Simulation Exercise

Exercise on simulating data using the simulate.py script and performing family-based polygenic score analysis.

Simulating data

If snipar has been installed succesfully, the command line scripts should be accessible as executables in your terminal. snipar includes a script for simulating genotype-phenotype data according to different scenarios: direct and indirect genetic effects, with and without assortative mating.
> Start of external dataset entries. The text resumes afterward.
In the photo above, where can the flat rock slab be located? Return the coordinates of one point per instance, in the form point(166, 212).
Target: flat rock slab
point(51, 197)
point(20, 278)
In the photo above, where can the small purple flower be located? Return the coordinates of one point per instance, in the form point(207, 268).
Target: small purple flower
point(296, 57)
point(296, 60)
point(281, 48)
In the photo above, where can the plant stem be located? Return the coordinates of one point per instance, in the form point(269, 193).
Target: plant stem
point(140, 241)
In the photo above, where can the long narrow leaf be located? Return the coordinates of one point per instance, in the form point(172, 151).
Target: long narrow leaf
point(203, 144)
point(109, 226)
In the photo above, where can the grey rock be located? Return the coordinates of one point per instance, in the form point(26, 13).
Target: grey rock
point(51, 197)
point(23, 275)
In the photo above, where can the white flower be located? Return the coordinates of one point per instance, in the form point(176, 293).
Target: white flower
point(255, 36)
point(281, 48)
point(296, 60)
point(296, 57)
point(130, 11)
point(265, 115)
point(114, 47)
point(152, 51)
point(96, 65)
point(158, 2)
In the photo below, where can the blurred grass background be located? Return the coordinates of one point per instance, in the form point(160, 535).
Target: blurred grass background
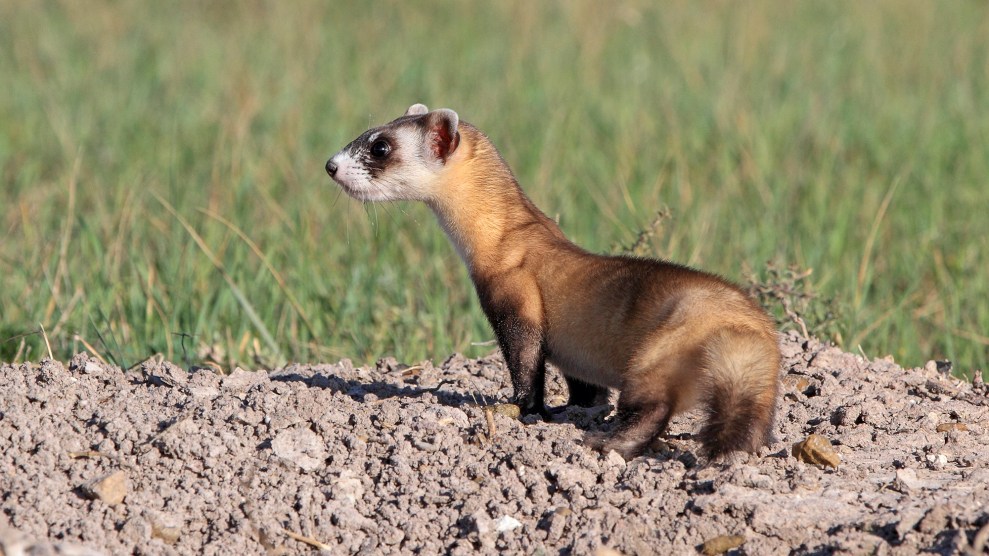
point(163, 187)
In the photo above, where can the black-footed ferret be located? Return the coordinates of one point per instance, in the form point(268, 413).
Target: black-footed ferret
point(668, 337)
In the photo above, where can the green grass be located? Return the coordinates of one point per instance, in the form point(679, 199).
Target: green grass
point(163, 188)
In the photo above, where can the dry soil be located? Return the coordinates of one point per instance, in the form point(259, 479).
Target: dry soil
point(398, 459)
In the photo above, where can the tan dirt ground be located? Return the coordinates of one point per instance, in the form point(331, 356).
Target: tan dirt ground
point(395, 459)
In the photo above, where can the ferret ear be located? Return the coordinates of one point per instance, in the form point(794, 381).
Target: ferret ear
point(441, 134)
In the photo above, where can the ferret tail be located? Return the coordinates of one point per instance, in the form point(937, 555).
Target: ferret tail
point(742, 369)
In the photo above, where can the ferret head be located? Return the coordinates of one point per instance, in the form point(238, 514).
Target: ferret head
point(399, 160)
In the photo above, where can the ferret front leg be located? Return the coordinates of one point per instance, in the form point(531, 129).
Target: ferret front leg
point(522, 347)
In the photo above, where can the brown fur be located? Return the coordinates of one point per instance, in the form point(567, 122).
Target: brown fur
point(667, 336)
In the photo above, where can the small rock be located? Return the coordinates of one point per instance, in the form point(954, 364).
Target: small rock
point(816, 450)
point(163, 373)
point(906, 480)
point(111, 489)
point(301, 446)
point(240, 381)
point(507, 523)
point(348, 487)
point(721, 544)
point(509, 410)
point(614, 459)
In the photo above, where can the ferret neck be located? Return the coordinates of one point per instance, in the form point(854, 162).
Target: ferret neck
point(479, 204)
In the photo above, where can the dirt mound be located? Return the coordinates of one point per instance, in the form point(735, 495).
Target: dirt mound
point(395, 459)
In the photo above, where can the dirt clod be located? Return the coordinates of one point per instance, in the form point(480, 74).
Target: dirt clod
point(111, 489)
point(381, 460)
point(817, 450)
point(721, 544)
To simulate data, please first create a directory to store the data:

mkdir sim

Now, we are going to simulate data for 3000 families, each with two full-siblings, genotyped at 1000 independent SNPs. We simulate a phenotype affected by direct genetic effects and assortative mating. We are going to simulate 20 generations of assortative mating with parental phenotype correlation 0.5, reaching an approximate equilibrium. The command for this is:

simulate.py 1000 0.5 sim/ --nfam 3000 --impute --n_am 20 --r_par 0.5 --save_par_gts

where the first argument gives the number of causal SNPs, the second argument gives the random mating heritability, the third gives the output directory, –nfam gives the number of families, –impute tells the script to impute missing parental genotypes, –n_am gives the number of generations of assortative mating, the parental phenotype correlation is given by –r_par, and –save_par_gts tells the script to output the genotypes of the parents of the final generation in addition to the genotypes of the final generation.

Please change your working directory to sim/:

cd sim

In this directory, the file phenotype.txt is a phenotype file containing the simulated phenotype.

The genotype data (chr_1.bed) has been simulated so that there are 3000 independent families, each with two siblings genotyped.

Inferring IBD between siblings

The first step is to infer the identity-by-descent (IBD) segments shared between siblings. However, for the purpose of this simulation exercise (where SNPs are independent, so IBD inference doesn’t work) we have provided the true IBD states in the file chr_1.segments.gz.

Imputing missing parental genotypes

This is performed using the impute.py script. To impute the missing parental genotypes without using phase information, use this command:

impute.py --ibd chr_@ --bed chr_@ --pedigree pedigree.txt --out chr_@ --threads 4

The pedigree along with the IBD segments shared between siblings recorded in chr_1.segments.gz are used to impute missing parental genotypes from the observed sibling and parental genotypes in chr_1.bed. The imputed parental genotypes are output to a HDF5 file, chr_1.hdf5.

Polygenic score analyses

snipar provides a script (pgs.py) for computing polygenic scores (PGS) based on observed/imputed genotypes, and for performing family based polygenic score analyses. The script computes a PGS from a weights file.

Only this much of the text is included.